I’ll start with some background to explain why I’m asking this particular question. I have an HPC compute server, and its entire purpose is to run research calculations with CUDA acceleration. I updated the server to Ubuntu 14.04 (it was previously running Ubuntu 12.04) and ran into a major issue with the drivers. If it helps, this server does not have a desktop installed, and the video output does not use the same card as the ones used for calculations.
I was using the .deb install which sets up a CUDA PPA, and I was using drivers provided by the Ubuntu repositories. I was able to install multiple different different version of the CUDA toolkit through this PPA and numerous versions of the Nvidia drivers. In all, I tried dozens of combinations of Nvidia driver + CUDA version. In every case, I was able to install CUDA and the graphics driver, compile the software I use (Gromacs), but I had catastrophic errors when it came time to actually run the software. In numerous cases, the failure actually caused a lock up in the system that required a reboot. I tried a combination of the .run file installation with drivers provided by Ubuntu repositories with similar results. Now there are many, many possible points of failure, so I wasn’t pointing any fingers at any one thing.
Fortunately, I stumbled across a solution that seemed to work. I used the combination of the .run file installation and the drivers that came provided within that package. It worked perfectly. Now I’ve come to my current problem.

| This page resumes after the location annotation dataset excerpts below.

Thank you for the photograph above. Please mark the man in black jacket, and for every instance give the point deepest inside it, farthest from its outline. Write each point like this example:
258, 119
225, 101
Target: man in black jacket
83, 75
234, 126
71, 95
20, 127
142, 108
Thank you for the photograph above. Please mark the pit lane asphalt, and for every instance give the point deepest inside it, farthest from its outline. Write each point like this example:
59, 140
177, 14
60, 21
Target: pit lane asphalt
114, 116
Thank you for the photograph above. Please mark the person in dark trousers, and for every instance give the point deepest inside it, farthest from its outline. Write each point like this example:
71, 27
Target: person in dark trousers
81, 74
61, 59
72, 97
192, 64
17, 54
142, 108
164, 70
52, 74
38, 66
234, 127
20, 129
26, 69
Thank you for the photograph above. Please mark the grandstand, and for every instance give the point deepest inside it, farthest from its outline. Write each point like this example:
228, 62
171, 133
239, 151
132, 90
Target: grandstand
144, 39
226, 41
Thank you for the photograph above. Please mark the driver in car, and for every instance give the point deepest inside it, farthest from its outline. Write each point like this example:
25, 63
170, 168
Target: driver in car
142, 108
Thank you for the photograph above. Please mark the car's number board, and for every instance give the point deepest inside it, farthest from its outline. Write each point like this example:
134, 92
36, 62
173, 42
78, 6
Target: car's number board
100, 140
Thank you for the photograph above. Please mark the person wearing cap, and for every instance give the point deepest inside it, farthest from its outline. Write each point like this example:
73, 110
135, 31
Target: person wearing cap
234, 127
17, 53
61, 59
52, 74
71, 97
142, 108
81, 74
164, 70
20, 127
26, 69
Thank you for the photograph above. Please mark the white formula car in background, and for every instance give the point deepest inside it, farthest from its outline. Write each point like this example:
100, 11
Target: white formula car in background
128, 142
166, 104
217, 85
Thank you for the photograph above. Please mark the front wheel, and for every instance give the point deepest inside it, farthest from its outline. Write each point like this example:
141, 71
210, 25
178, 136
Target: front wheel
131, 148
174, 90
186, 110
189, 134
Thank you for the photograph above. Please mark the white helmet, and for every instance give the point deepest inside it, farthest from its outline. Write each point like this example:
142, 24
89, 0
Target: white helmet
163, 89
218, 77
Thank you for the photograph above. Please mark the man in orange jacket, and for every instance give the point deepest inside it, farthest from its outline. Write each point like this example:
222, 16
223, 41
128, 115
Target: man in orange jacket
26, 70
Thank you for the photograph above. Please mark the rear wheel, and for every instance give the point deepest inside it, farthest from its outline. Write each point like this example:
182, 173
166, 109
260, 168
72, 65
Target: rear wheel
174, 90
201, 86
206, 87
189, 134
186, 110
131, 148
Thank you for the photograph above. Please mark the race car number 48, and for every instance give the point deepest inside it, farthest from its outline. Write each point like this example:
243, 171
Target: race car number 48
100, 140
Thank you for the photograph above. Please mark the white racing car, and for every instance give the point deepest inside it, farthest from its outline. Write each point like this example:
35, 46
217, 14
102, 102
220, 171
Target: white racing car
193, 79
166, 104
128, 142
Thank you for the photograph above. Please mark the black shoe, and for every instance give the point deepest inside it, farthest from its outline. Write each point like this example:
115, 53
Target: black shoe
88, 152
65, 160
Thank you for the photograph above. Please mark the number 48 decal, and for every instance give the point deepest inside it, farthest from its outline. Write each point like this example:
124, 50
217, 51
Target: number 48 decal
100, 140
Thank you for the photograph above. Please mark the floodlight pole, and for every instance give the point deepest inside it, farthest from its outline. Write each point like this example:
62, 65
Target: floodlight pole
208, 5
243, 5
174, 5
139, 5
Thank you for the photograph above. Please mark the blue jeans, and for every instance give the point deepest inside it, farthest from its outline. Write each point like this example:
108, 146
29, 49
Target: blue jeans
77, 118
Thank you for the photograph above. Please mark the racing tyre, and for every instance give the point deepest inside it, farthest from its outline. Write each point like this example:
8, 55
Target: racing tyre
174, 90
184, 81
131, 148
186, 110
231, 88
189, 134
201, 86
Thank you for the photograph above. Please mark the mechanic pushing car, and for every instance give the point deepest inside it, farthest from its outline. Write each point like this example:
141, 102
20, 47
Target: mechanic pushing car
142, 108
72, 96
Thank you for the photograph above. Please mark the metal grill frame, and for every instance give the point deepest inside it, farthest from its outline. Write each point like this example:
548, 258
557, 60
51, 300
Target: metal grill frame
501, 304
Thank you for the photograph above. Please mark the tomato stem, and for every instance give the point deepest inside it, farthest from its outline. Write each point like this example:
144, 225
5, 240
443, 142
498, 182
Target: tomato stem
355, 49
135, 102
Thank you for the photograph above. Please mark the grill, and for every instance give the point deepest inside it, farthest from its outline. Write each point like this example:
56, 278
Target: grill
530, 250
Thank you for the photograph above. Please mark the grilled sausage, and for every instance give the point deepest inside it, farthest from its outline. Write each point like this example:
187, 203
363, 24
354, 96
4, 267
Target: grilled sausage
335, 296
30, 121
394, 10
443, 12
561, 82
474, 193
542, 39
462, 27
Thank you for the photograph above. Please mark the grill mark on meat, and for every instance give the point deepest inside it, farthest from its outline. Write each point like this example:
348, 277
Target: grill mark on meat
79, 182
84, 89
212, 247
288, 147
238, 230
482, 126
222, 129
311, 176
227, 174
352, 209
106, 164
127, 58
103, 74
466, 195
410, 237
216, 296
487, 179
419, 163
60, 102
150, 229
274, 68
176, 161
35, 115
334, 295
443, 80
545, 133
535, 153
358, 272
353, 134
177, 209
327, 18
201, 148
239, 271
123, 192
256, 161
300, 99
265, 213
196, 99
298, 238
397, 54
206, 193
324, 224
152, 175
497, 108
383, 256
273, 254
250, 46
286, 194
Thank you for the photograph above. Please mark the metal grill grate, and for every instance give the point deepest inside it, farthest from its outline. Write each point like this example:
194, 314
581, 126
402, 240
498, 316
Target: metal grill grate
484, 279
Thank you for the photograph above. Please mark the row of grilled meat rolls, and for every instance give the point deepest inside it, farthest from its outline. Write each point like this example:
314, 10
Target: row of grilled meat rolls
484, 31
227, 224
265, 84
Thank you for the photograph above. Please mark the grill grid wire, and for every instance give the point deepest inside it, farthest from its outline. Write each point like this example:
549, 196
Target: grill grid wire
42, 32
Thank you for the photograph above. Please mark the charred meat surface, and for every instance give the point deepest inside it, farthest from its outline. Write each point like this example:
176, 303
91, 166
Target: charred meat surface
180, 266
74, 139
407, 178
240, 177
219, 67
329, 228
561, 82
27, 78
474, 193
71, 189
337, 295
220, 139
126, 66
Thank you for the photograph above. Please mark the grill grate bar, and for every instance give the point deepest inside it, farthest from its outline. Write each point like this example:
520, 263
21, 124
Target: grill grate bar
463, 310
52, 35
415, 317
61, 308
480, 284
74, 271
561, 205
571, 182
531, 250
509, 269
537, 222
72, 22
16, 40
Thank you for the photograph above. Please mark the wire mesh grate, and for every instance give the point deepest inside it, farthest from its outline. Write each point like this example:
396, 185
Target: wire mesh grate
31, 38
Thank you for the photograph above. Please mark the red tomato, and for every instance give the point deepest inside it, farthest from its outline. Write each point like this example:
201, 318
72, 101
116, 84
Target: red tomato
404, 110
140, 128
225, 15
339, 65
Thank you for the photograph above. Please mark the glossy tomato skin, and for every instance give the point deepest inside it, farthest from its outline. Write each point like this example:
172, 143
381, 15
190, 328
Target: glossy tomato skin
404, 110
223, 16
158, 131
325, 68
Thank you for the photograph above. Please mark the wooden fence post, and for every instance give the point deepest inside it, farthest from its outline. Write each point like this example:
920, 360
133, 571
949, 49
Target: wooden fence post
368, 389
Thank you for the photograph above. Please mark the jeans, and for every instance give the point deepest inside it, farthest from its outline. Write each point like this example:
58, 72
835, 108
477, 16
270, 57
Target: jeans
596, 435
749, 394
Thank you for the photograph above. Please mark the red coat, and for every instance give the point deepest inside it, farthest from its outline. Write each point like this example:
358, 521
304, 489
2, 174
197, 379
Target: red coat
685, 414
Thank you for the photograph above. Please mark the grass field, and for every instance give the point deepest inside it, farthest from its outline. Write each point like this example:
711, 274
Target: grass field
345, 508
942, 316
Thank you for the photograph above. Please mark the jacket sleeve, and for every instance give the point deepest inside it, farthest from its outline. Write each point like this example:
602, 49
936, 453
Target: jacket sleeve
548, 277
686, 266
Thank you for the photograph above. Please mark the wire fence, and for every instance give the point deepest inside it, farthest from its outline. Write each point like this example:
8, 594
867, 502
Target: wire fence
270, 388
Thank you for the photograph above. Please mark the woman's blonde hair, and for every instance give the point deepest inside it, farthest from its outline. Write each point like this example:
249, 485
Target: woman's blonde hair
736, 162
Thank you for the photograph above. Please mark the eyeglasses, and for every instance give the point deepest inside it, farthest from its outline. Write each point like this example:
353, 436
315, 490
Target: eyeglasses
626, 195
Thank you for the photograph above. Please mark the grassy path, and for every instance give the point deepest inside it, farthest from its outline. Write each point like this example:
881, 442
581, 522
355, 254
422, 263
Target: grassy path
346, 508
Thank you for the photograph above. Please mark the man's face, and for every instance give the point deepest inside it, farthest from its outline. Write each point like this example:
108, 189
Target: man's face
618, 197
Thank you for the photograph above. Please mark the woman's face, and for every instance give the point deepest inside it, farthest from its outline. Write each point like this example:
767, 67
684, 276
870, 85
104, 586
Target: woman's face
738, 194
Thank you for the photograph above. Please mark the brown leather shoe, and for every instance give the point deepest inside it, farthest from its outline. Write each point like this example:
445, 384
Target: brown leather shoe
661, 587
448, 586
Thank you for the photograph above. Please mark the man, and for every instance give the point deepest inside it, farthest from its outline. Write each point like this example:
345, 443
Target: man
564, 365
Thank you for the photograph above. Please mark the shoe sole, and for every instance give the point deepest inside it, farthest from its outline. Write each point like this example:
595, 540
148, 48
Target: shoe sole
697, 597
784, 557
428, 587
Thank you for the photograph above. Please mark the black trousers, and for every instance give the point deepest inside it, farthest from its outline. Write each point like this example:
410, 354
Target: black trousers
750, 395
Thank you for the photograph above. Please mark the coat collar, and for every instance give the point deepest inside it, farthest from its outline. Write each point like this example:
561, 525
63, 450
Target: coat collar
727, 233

The CUDA toolkit installs a driver that ONLY works for the current kernel version when you install it. Ubuntu sometimes updates its kernel once a week. Right now, my workaround is to modify the grub settings to always boot from the version of the kernel that I had installed when I finally got CUDA working. However, in the long run this is bad practice as the kernel updates are primarily for security. I’m wondering if anyone knows a relatively simple way to update this version of the driver for a given kernel. I’d prefer to stick with ONE version of the driver which goes along with ensuring that my research results are as reproducible as possible. Is there perhaps something in the .run file installation that would install ONLY the driver and not the rest of CUDA? I’m a bit afraid of just trying the .run file again myself as it took me days to randomly stumble across a combination that actually worked. I’d really be unhappy if I ended up breaking things all over again by stumbling around in the installer with no idea what I’m doing.
Thanks for any suggestions.